Quelles leçons tirer des expérimentations déjà réalisées ? "L’ami critique" révèle d’autant plus sa contribution positive si on le voit adopter une attitude positive vis-à-vis de l’unité éducative, encourager et soutenir la participation et les prises de décision dans le temps, favoriser la créativité. En revanche, son action exerce un effet moindre, voire négatif, s’il est trop rapide dans son jugement, trop directif, ou s’il propose des solutions clés en main ou si on le voit prendre parti pour un camp ou pour un autre. Plus la relation est clairement établie entre les responsables de l’unité éducative et "l’ami critique", plus la collaboration est rendue facile sur le long terme.

Si "l’ami critique" adopte une position d’accompagnement et non de prescription, l’établissement scolaire ou l’école aura davantage de possibilités pour mettre en œuvre son projet. Bien qu’il possède une bonne expertise, "l’ami critique" est, au fond, plus généraliste que spécialiste.

Il doit pouvoir travailler avec tout le monde, y compris les parents et les élèves. L’impact de "l’ami critique" sera moindre s’il n’est pas intégré au travail quotidien de l’établissement et s’il n’est pas disponible quand l’établissement a besoin de soutien.

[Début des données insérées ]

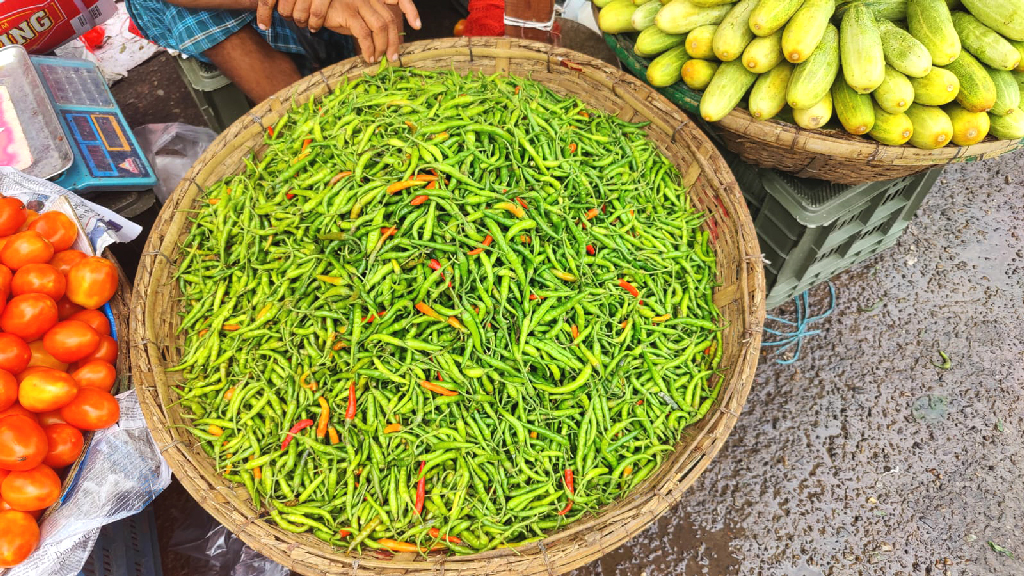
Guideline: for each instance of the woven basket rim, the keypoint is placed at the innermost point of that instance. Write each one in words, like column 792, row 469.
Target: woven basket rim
column 641, row 506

"L’ami critique" : acteur du changement de l’unité éducative qui ne remplace pas une dynamique d’ensemble

Le changement doit s’opérer à la fois au niveau de l’établissement et de la classe. Les interventions sur les conditions d’enseignement et d’apprentissage sont essentielles mais elles ne parviennent pas à elles seules à améliorer la réussite des élèves. Le changement passe par un apprentissage organisationnel avec des effets sur les pratiques, les individus, et l’organisation elle-même. Il s’agit de renforcer les compétences collectives pour bien gérer le changement. Dans une dynamique de changement, les acteurs de l’établissement choisissent leurs solutions propres et la façon de gérer différemment leur organisation. "L’ami critique" est alors essentiel pour :

  • la participation : le changement nécessite que les enseignants participent au projet d’établissement et à la prise de décision ;
  • l’engagement : les enseignants ont besoin de se sentir engagés dans le changement sans être instrumentalisés ;
  • l'incitation et l'accompagnement : le changement nécessite une certaine incitation, de la part de "l’ami critique" et un accompagnement non seulement technique mais aussi émotionnel pour s’assurer que les choses avancent et rassurer les équipes sur le changement.

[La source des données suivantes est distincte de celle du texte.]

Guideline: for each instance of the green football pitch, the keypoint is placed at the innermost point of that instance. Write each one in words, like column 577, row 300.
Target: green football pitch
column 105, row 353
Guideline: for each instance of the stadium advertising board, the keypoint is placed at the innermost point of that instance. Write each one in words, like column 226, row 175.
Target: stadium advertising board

Bien plus qu’une formule, "l’ami critique" représente un dispositif au service d’une conception du changement et de son accompagnement, à rebours de bien des approches, y compris de management participatif, dans les organisations et notamment celles de l’Éducation nationale. Il est un moyen efficace de remédier à des points d’achoppement fréquents des démarches de changement :

  • des buts et des objectifs insuffisamment définis ;
  • des priorités en conflit ;
  • le manque d’accompagnement ;
  • l’insuffisante attention à la mise en œuvre ;
  • un pilotage inadapté.

"L’ami critique", par sa présence, par les questions apparemment naïves qu’il pose aussi bien aux animateurs du changement qu’aux autres parties prenantes, par l’expérience d’autres établissements ou d’autres projets qu’il relate, par les outils qu’il suggère, aide à aborder différemment ces points : à lever des implicites pour mieux construire l’accord entre les points de vue, à hiérarchiser les priorités, à fournir de l’expertise utile, à amender les choix de pilotage.